When looking to gain strength and muscle, you’re going to require a higher calorie intake. This is the number one factor that will determine your success so it can’t be missed.

Aim for around 18-20 calories per pound of body weight. If you naturally tend to gain fat, you might go slightly lower than this, but no lower than 16 calories per pound.

Of those calories, you should be taking in at least one gram of protein per pound of body weight and at least 1.5 grams of carbs per pound as well. With the remaining calories that you have left over, you can add some healthy fats along with some additional carbs if you like.

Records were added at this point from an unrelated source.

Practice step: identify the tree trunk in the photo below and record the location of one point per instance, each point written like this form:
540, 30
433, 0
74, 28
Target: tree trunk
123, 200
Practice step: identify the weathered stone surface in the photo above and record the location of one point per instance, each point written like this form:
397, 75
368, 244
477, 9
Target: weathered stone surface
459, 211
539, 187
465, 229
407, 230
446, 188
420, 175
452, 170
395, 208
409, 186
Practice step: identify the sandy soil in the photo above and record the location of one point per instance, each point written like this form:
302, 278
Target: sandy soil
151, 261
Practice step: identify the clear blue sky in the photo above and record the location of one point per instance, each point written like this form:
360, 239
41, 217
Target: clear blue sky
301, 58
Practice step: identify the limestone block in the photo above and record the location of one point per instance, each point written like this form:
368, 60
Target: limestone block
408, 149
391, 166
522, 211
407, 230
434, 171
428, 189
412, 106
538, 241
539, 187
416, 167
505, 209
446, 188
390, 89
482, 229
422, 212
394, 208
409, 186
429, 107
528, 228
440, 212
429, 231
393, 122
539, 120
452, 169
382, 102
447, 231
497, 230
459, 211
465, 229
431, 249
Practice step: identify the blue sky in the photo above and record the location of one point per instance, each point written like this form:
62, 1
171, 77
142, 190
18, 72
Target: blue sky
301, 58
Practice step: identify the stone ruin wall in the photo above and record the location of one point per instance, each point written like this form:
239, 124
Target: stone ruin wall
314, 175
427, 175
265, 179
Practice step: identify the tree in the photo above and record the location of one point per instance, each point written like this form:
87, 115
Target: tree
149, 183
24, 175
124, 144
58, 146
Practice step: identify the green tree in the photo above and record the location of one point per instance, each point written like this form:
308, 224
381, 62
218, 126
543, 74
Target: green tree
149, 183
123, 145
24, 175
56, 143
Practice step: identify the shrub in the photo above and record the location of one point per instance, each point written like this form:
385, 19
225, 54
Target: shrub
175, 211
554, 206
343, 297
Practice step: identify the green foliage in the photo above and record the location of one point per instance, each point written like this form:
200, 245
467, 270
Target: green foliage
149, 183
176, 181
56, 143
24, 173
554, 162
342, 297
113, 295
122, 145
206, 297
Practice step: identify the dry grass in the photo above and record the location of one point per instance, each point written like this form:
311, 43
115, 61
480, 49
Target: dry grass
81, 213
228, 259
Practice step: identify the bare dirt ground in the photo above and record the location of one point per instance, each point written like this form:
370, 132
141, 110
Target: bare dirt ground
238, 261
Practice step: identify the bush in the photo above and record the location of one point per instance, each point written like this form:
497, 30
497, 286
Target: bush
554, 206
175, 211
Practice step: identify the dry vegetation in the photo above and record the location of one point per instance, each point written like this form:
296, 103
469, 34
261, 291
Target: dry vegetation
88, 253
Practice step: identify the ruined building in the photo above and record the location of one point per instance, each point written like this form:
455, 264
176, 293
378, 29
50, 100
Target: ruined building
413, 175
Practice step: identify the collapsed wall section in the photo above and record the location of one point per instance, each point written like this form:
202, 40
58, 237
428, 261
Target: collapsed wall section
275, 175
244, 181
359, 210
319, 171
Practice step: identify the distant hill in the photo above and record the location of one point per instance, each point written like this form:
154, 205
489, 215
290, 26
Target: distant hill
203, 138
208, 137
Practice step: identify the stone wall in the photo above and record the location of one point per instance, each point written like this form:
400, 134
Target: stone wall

Just make sure that you do get at least 0.5 grams of healthy fats per pound of body weight to help keep your testosterone levels high to promote optimal gains in strength.

Examples of Meals For Gaining Strength

High protein meals are the main component of your daily eating plan

So what are some examples of meals that you could eat on your strength building diet?

For breakfast, a terrific option is some raw oats mixed with natural peanut butter and a scoop of protein powder. Have a whole egg omelette on the side, prepared with some olive oil for your health fats.

For lunch, a good option for your strength building diet would be chicken breast, brown rice, a small amount of steamed vegetables, with some almonds on the side. If you need extra calories, also have a glass or two of 2% milk.

For dinner, go with some salmon or lean beef, a few sweet potatoes, a salad drizzled with olive oil, and a piece of fruit for dessert.

Before bed, cottage cheese and natural peanut butter is the perfect pick and for snacks in between your main meals, terrific choices include beef jerky, nuts, bagels, and dried fruit.

Supplements That May Help With Gaining Strength

Finally, the last thing to consider in addition to your strength building diet plan is what supplements you might be able to use to accelerate your results.

Good options that can improve your nutritional standing include:

  1. Protein powder
  2. A meal replacement shake (for those with higher calorie intakes)
  3. Creatine
  4. Branched chain amino acids
  5. Also fish oil.

These will all help to supply vital elements that the body needs to effectively generate the highest amount of strength possible.

So there you have the main things to note about creating your strength building diet. Follow these tips and you can feel confident you’ll be moving forward to success.